Training witnesses with technical backgrounds - part 2

Geeks, eggheads, and nerds - part 2 of 3

CSI - Courtroom Sciences Inc.


In part 1 of this topic, we introduced the subject of GENs (geeks, eggheads, and nerds) and how their social awkwardness and interests outside of popular culture can make working with them a challenge in depositions or in trial where risks should be minimized. We also touched on the changes taking place in STEM associated litigation and the importance of GEN testimony in civil litigation. In part 2 of our 3 part series, we discuss the challenges faced by GENs in testifying.

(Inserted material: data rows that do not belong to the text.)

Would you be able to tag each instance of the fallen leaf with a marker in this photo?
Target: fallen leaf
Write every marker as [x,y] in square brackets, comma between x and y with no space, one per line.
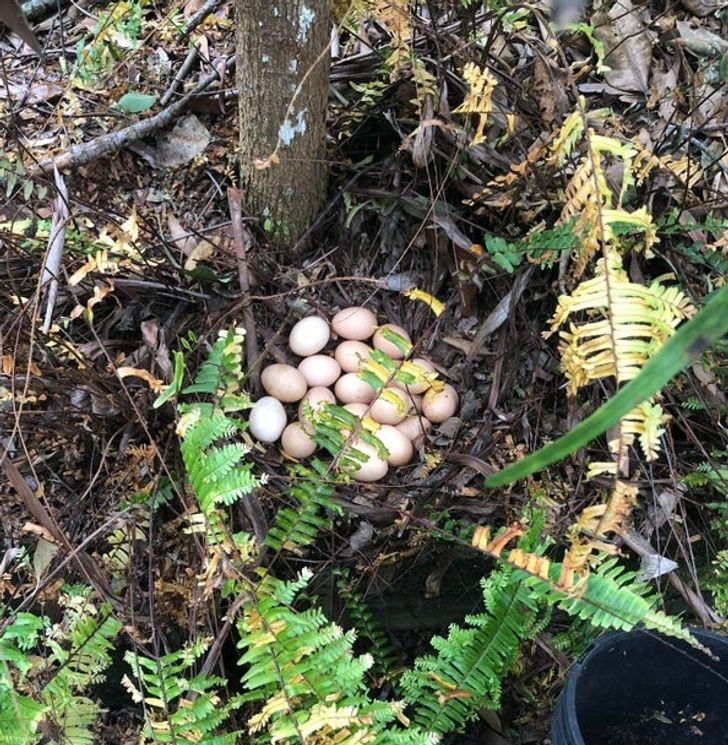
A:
[12,15]
[700,41]
[627,46]
[43,555]
[154,383]
[180,236]
[203,250]
[186,140]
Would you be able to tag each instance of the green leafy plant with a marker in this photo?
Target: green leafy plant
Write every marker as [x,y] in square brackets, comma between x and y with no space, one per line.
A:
[47,670]
[181,706]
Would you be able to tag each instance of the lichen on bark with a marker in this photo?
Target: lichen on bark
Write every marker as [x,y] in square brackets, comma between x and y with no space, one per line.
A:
[282,77]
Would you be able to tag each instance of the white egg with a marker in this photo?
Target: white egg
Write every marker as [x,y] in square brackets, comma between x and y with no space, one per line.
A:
[438,407]
[373,469]
[319,369]
[389,347]
[350,353]
[284,382]
[399,445]
[391,406]
[309,335]
[297,442]
[351,389]
[354,323]
[267,419]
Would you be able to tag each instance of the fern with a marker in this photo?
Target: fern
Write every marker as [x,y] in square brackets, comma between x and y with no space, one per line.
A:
[448,689]
[72,655]
[298,525]
[303,673]
[216,468]
[609,597]
[181,708]
[367,626]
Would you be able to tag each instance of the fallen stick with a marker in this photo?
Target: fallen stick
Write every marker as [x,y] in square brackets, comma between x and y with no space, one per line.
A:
[79,155]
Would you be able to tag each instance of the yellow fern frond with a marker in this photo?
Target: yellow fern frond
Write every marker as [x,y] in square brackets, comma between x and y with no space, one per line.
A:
[646,422]
[564,142]
[631,322]
[479,99]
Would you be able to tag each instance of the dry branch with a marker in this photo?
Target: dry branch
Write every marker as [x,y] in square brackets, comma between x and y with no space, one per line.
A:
[86,152]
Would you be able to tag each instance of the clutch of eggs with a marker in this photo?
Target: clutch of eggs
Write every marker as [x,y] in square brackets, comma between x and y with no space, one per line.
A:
[400,415]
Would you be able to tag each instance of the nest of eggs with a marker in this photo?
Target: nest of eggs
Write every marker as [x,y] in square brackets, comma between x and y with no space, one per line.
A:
[364,400]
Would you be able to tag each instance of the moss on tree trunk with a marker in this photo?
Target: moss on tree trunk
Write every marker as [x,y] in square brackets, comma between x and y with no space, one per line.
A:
[282,77]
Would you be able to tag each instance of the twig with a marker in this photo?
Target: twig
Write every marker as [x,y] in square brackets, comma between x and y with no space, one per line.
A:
[196,19]
[241,238]
[107,144]
[182,73]
[56,242]
[37,9]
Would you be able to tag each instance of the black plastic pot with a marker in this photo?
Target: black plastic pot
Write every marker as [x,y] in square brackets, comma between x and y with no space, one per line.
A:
[640,688]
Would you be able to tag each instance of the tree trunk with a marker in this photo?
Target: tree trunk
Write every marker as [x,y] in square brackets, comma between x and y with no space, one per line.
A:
[282,77]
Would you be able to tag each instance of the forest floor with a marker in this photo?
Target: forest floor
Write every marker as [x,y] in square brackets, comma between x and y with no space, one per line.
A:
[416,200]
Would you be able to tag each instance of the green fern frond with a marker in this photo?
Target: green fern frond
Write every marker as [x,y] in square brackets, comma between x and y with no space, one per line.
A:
[300,524]
[301,669]
[74,653]
[180,708]
[217,472]
[367,626]
[447,689]
[610,598]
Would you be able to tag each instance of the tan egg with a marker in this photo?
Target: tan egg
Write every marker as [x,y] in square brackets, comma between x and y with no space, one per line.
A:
[438,407]
[373,469]
[416,401]
[415,428]
[389,347]
[297,442]
[358,410]
[423,367]
[399,445]
[283,382]
[267,419]
[391,406]
[351,389]
[354,323]
[350,353]
[308,336]
[316,397]
[319,369]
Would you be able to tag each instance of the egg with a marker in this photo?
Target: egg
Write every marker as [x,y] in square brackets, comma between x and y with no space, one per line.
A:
[283,382]
[354,323]
[351,389]
[358,410]
[415,428]
[296,441]
[267,419]
[350,353]
[373,469]
[422,367]
[308,336]
[390,407]
[438,407]
[389,347]
[319,369]
[316,398]
[399,445]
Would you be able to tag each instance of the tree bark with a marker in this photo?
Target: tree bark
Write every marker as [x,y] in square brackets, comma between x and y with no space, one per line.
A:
[282,77]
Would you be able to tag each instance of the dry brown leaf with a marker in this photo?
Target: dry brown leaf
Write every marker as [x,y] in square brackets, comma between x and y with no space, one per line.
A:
[627,45]
[180,237]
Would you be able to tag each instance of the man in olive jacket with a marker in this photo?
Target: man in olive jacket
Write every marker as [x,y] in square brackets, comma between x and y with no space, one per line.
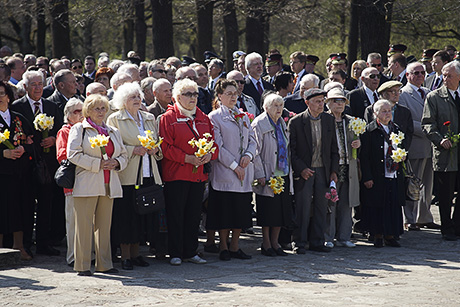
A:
[315,161]
[441,117]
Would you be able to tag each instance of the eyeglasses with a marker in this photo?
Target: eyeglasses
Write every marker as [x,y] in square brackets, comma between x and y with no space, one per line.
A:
[191,94]
[373,76]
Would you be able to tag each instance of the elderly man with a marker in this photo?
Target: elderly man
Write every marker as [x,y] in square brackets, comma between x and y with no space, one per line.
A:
[50,223]
[440,118]
[315,161]
[296,102]
[255,85]
[245,102]
[66,88]
[162,93]
[366,95]
[413,96]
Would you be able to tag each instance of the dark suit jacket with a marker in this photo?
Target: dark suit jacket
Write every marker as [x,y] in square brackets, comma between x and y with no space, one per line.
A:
[295,103]
[300,142]
[402,118]
[251,90]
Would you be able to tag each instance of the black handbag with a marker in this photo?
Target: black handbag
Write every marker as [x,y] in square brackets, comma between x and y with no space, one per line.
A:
[147,199]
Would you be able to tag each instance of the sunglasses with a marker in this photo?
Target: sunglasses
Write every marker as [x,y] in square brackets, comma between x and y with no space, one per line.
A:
[191,94]
[373,76]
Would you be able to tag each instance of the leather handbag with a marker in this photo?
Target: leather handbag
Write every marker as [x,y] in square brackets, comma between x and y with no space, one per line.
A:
[413,184]
[147,199]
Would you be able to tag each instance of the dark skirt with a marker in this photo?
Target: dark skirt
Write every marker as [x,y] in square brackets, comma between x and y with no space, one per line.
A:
[229,210]
[386,220]
[275,211]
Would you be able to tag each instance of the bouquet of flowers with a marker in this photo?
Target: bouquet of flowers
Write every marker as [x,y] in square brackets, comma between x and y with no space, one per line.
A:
[4,138]
[44,123]
[148,141]
[357,126]
[101,141]
[276,184]
[332,194]
[203,145]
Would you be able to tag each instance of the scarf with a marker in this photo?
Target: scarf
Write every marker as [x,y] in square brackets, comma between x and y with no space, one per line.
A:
[283,164]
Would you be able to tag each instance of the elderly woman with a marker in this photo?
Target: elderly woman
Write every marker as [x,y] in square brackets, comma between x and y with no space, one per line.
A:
[72,115]
[96,185]
[339,219]
[132,122]
[272,160]
[383,192]
[230,191]
[183,172]
[15,172]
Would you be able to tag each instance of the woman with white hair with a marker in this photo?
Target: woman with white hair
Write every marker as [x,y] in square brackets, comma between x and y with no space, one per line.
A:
[183,172]
[272,160]
[72,115]
[383,192]
[132,122]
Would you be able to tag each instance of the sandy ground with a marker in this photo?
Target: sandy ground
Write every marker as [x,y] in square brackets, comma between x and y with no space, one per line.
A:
[424,272]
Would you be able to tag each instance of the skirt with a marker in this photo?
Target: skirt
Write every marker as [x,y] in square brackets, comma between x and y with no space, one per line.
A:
[228,210]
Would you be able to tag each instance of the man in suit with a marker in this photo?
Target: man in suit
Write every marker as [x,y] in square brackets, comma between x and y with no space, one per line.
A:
[366,95]
[315,161]
[255,85]
[50,223]
[440,118]
[413,96]
[66,88]
[440,58]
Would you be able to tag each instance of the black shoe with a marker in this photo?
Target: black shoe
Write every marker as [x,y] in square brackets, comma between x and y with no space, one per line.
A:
[280,252]
[225,255]
[267,252]
[47,250]
[126,264]
[320,248]
[378,242]
[139,261]
[392,242]
[85,273]
[211,248]
[110,271]
[239,254]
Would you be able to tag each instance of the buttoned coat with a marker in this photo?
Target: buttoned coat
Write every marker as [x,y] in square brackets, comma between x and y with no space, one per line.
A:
[420,147]
[235,139]
[129,133]
[89,177]
[301,144]
[439,108]
[267,153]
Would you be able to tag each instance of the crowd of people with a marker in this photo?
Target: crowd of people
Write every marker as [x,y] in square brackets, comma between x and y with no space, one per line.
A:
[280,136]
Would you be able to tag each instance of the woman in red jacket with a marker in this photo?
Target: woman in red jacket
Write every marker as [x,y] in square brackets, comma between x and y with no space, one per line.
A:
[184,186]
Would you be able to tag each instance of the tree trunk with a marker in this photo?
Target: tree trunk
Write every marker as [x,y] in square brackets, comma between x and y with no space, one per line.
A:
[162,28]
[40,47]
[60,32]
[204,12]
[140,28]
[374,28]
[230,32]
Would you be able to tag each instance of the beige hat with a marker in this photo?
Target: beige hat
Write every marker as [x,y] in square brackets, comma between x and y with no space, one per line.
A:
[387,85]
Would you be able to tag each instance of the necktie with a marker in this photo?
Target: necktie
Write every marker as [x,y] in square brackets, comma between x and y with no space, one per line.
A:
[259,88]
[37,108]
[422,93]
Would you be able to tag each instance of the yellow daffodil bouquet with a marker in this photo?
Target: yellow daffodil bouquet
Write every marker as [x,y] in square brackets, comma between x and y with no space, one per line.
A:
[357,126]
[100,141]
[203,145]
[4,138]
[44,123]
[276,184]
[148,141]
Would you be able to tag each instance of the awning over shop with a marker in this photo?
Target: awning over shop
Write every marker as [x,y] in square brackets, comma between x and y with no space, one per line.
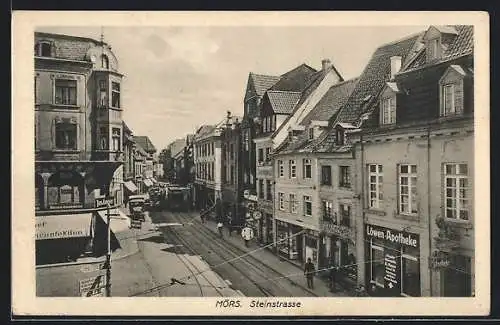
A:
[63,226]
[130,186]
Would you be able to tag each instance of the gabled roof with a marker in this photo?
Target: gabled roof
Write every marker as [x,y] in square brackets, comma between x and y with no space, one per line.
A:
[282,102]
[462,44]
[145,143]
[331,102]
[296,79]
[374,77]
[262,82]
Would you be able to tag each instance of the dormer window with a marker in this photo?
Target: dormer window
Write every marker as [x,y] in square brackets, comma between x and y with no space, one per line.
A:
[388,110]
[451,91]
[43,49]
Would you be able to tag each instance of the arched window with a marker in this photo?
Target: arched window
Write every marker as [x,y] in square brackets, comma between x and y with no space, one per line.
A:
[104,61]
[65,189]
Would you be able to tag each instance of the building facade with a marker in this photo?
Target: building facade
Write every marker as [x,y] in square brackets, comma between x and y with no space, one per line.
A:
[78,146]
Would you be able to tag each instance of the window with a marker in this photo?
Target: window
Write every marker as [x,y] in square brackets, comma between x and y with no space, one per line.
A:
[261,188]
[307,172]
[408,189]
[104,61]
[293,203]
[115,94]
[65,92]
[456,191]
[377,264]
[43,49]
[307,206]
[269,190]
[326,175]
[260,155]
[116,138]
[433,49]
[345,176]
[281,199]
[388,110]
[66,136]
[376,179]
[328,213]
[103,132]
[345,215]
[281,168]
[292,169]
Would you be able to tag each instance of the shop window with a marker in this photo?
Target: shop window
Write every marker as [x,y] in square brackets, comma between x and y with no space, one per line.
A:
[293,203]
[328,214]
[345,215]
[307,206]
[281,168]
[345,176]
[326,175]
[115,94]
[292,169]
[269,190]
[408,189]
[457,278]
[410,272]
[66,136]
[376,178]
[116,138]
[65,92]
[307,168]
[457,194]
[376,264]
[281,201]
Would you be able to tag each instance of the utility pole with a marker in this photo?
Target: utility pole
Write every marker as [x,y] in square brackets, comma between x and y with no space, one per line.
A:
[108,252]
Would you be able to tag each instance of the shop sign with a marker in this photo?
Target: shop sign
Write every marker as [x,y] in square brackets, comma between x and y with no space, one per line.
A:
[337,230]
[393,236]
[392,273]
[104,201]
[439,260]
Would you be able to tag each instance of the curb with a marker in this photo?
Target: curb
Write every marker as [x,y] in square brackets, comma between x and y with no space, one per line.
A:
[272,268]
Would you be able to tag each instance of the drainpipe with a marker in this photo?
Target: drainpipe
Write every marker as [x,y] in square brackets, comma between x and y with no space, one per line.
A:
[429,221]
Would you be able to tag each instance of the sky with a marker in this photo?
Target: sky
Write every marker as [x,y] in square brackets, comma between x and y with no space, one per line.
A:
[178,78]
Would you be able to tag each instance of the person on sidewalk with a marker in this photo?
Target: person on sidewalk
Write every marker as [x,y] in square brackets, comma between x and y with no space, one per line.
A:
[309,271]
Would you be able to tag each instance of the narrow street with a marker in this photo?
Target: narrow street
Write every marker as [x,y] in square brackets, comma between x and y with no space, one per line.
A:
[186,235]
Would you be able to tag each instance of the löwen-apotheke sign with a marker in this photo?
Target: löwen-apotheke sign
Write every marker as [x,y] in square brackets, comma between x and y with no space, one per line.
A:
[392,235]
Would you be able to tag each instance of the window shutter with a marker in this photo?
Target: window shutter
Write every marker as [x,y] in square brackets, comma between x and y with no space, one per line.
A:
[459,96]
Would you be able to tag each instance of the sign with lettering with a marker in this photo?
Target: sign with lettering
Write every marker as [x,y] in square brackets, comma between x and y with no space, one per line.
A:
[104,201]
[393,236]
[92,284]
[337,230]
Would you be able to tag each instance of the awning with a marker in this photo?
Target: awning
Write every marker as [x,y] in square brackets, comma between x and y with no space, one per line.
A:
[130,186]
[63,226]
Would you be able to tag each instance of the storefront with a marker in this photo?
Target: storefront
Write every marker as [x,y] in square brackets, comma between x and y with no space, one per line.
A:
[393,262]
[289,241]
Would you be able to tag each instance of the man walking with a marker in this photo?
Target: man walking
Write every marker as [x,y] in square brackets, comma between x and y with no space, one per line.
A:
[309,273]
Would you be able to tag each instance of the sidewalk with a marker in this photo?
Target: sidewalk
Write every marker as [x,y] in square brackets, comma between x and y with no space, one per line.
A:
[281,266]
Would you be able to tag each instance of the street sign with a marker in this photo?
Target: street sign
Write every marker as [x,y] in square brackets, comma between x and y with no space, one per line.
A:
[90,285]
[87,268]
[104,201]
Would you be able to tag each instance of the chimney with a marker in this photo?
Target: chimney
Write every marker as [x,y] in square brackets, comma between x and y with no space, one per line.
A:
[395,65]
[325,65]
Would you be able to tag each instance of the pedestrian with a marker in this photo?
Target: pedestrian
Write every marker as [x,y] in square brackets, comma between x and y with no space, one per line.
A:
[309,273]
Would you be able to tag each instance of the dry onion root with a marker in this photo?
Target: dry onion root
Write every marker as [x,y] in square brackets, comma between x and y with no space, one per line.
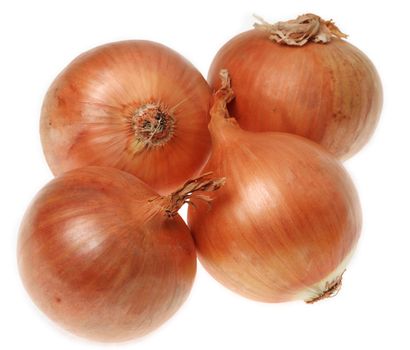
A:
[134,105]
[104,256]
[301,77]
[288,219]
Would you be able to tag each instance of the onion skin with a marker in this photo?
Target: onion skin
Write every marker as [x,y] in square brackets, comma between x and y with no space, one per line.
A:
[330,93]
[285,223]
[87,114]
[101,260]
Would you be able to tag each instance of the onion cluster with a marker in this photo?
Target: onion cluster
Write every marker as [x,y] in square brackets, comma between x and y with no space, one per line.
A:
[128,127]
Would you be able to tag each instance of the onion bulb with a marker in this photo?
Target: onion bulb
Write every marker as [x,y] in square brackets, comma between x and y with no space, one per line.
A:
[288,219]
[106,257]
[135,105]
[301,77]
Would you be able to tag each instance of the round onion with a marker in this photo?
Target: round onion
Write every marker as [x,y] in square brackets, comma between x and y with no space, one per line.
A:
[301,77]
[286,222]
[135,105]
[106,257]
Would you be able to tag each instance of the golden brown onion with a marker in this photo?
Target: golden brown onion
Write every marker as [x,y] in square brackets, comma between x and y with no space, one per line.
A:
[301,77]
[104,256]
[286,222]
[135,105]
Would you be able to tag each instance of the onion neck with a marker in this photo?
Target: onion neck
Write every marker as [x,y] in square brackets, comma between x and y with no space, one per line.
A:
[191,191]
[300,31]
[220,118]
[153,125]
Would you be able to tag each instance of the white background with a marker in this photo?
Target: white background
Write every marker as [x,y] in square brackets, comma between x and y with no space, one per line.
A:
[38,38]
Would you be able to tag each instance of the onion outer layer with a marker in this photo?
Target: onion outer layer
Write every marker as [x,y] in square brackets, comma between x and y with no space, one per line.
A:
[287,220]
[133,105]
[104,256]
[285,81]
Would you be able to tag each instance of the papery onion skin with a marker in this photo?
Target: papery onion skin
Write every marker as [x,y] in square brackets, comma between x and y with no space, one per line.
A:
[100,259]
[89,114]
[330,93]
[285,223]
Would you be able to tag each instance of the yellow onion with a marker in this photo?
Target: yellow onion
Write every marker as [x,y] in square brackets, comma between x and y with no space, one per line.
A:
[104,256]
[134,105]
[288,219]
[301,77]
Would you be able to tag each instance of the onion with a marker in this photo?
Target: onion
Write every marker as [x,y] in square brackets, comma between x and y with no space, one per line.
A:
[284,80]
[288,219]
[135,105]
[106,257]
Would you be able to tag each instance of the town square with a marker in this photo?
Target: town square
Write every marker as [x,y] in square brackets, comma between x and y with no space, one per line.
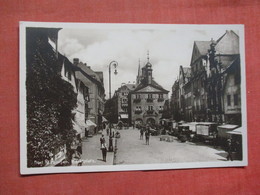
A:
[133,95]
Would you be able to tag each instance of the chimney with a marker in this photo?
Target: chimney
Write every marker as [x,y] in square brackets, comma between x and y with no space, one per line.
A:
[75,61]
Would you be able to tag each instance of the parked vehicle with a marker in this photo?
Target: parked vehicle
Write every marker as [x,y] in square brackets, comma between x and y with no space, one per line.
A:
[184,133]
[206,131]
[236,137]
[223,134]
[192,129]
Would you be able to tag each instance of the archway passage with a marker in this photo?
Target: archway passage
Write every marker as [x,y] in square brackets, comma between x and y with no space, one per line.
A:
[138,121]
[150,121]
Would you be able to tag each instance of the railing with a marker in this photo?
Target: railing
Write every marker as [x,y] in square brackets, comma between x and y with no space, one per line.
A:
[160,99]
[137,100]
[124,105]
[138,111]
[150,111]
[149,100]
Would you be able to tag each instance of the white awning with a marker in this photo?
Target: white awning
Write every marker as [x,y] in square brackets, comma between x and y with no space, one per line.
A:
[237,131]
[76,127]
[89,123]
[123,116]
[228,127]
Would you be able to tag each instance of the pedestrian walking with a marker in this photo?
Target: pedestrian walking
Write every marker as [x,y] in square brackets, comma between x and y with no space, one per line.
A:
[102,140]
[147,136]
[141,133]
[107,129]
[104,151]
[229,150]
[86,132]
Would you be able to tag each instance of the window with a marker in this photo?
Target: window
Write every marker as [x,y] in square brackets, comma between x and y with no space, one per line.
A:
[138,108]
[138,96]
[236,100]
[229,100]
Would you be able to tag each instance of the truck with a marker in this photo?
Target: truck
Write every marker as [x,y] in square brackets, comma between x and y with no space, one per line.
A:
[206,131]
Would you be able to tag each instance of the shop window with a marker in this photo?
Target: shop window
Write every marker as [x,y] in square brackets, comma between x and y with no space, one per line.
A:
[229,100]
[236,100]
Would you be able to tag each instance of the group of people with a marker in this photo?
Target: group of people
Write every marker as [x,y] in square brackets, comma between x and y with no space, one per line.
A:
[146,132]
[103,147]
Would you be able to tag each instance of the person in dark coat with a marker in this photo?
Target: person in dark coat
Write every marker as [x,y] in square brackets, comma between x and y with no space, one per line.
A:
[229,150]
[104,151]
[86,132]
[102,140]
[141,133]
[147,136]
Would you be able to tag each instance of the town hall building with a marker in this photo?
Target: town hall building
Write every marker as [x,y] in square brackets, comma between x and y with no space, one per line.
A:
[147,99]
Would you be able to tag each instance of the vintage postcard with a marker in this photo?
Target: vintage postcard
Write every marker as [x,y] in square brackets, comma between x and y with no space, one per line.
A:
[117,97]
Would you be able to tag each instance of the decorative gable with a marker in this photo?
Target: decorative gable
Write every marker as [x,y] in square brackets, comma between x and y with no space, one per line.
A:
[148,89]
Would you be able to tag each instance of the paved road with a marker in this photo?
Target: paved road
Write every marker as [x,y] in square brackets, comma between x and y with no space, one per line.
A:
[132,150]
[91,153]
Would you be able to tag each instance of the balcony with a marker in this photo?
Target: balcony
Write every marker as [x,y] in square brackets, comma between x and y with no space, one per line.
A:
[150,111]
[124,105]
[160,99]
[160,111]
[137,100]
[149,100]
[138,111]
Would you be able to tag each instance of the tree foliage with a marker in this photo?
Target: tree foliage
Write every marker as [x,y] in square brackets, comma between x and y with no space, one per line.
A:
[50,100]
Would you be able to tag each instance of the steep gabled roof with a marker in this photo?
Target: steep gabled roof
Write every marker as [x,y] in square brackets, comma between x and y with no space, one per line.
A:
[200,48]
[153,84]
[187,72]
[131,87]
[228,43]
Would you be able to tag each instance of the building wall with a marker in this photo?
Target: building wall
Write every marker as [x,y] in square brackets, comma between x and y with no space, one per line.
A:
[232,97]
[139,108]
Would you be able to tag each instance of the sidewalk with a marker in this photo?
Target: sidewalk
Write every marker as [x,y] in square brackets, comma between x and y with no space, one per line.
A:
[91,153]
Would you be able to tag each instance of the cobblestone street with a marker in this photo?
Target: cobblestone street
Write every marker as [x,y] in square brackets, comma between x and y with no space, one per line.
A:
[132,150]
[91,153]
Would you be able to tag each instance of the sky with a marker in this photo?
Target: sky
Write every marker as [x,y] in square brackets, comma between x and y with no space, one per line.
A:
[168,49]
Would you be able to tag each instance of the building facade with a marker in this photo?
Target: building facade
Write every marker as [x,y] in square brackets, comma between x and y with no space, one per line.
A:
[121,96]
[147,99]
[95,92]
[211,92]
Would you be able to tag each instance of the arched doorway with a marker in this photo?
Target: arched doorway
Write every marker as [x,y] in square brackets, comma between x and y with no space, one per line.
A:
[150,121]
[138,122]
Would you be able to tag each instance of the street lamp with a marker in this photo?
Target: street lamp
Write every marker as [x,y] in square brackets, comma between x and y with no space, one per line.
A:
[115,64]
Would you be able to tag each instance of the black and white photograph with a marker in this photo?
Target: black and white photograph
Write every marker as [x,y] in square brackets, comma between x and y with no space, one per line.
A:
[117,97]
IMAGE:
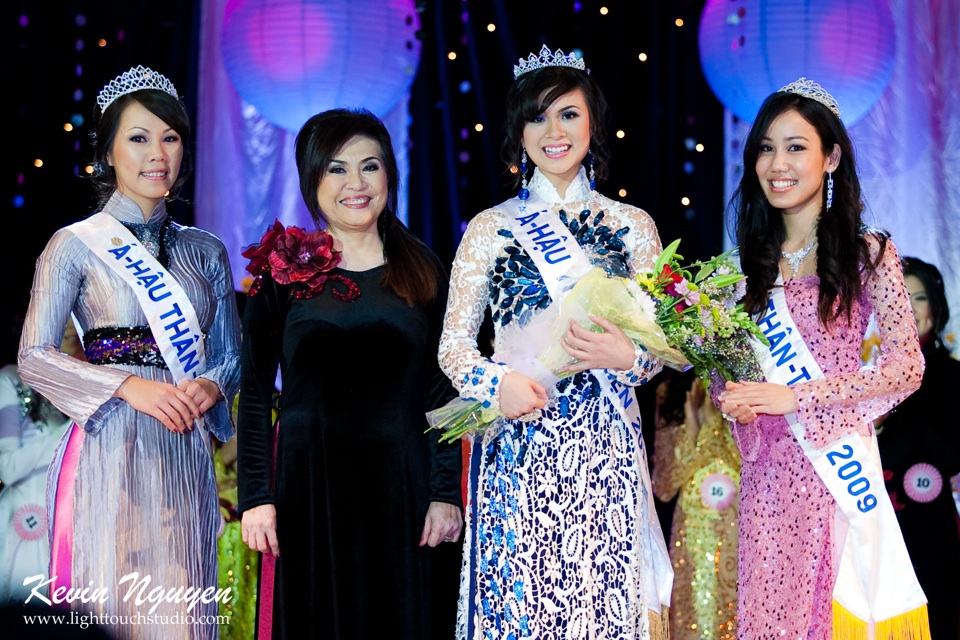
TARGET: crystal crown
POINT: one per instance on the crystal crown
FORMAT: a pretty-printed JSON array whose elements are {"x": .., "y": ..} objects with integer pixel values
[
  {"x": 135, "y": 79},
  {"x": 812, "y": 90},
  {"x": 547, "y": 59}
]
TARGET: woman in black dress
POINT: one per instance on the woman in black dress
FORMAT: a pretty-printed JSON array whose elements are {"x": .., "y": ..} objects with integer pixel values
[
  {"x": 920, "y": 449},
  {"x": 352, "y": 315}
]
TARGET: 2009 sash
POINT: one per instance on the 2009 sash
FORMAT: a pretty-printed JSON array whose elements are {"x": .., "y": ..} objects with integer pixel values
[
  {"x": 561, "y": 261},
  {"x": 875, "y": 578},
  {"x": 170, "y": 314}
]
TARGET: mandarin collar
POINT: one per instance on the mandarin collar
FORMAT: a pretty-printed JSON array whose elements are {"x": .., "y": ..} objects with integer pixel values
[
  {"x": 578, "y": 191},
  {"x": 127, "y": 211}
]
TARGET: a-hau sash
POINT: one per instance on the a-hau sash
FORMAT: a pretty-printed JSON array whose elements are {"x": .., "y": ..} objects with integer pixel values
[
  {"x": 561, "y": 261},
  {"x": 876, "y": 590},
  {"x": 170, "y": 314}
]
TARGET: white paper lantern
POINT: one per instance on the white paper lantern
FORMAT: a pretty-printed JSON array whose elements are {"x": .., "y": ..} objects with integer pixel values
[
  {"x": 751, "y": 48},
  {"x": 291, "y": 59}
]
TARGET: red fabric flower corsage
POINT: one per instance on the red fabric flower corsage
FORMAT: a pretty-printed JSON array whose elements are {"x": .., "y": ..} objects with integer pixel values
[{"x": 299, "y": 259}]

GEN Testimony During Depositions

Depositions serve as the foundation of most legal cases. Within these cases, GENs - either as expert or fact witnesses - often prove to be a primary pillar for the case. Much depends upon their success within depositions, but more often than not, GENs succumb to communication and psychological vulnerabilities because they misunderstood the strategic nature of depositions. Almost always, because GENs have misunderstood their role, they believe their job is to "win" the case. Having never entered a deposition before, GENs rely on their high level of intelligence and prior success in intellectual jousts to debate and argue with attorneys. Opposing counsel may play toward their rational perspective. Emotionally, GENs may harbor resentment toward "outsiders" or individuals who lack an understanding of the GEN's technical world. This resentment may manifest itself through arrogance or fear. Whether emotional or rational, the reason behind a GEN's failure during a deposition is less important than training a GEN how to successfully survive a deposition. Proper training addresses both rational and emotional concerns and demystifies the deposition process. A well-trained GEN also proves an important strategic investment because he or she can avoid damaging deposition testimony during discovery, reducing the opposition's leverage and/or potential for damages.


Challenges Faced by GENs

"Know your audience" may be the maxim of persuasion, but as social and cultural outsiders, GENs have difficulty understanding and connecting to the audiences before them, whether in a deposition or at trial. In addition to social and cultural deficiencies, success financially, academically, and/or commercially coupled with high levels of intelligence, fragile emotional frameworks, technical language patterns, and poor social and communication skills may all contribute to make a volatile, unpredictable, and occasionally off-putting GEN witness if not properly trained. GENs tend to require more comprehensive training than other witnesses due to their personal idiosyncrasies and their important roles within cases. 

  

Communication Hurdles

 

  • Non-verbals: Nervousness and uncertainty are common traits for GENs during depositions and at trial, but this hesitancy can cause costly errors during depositions and will undermine their credibility with jurors. 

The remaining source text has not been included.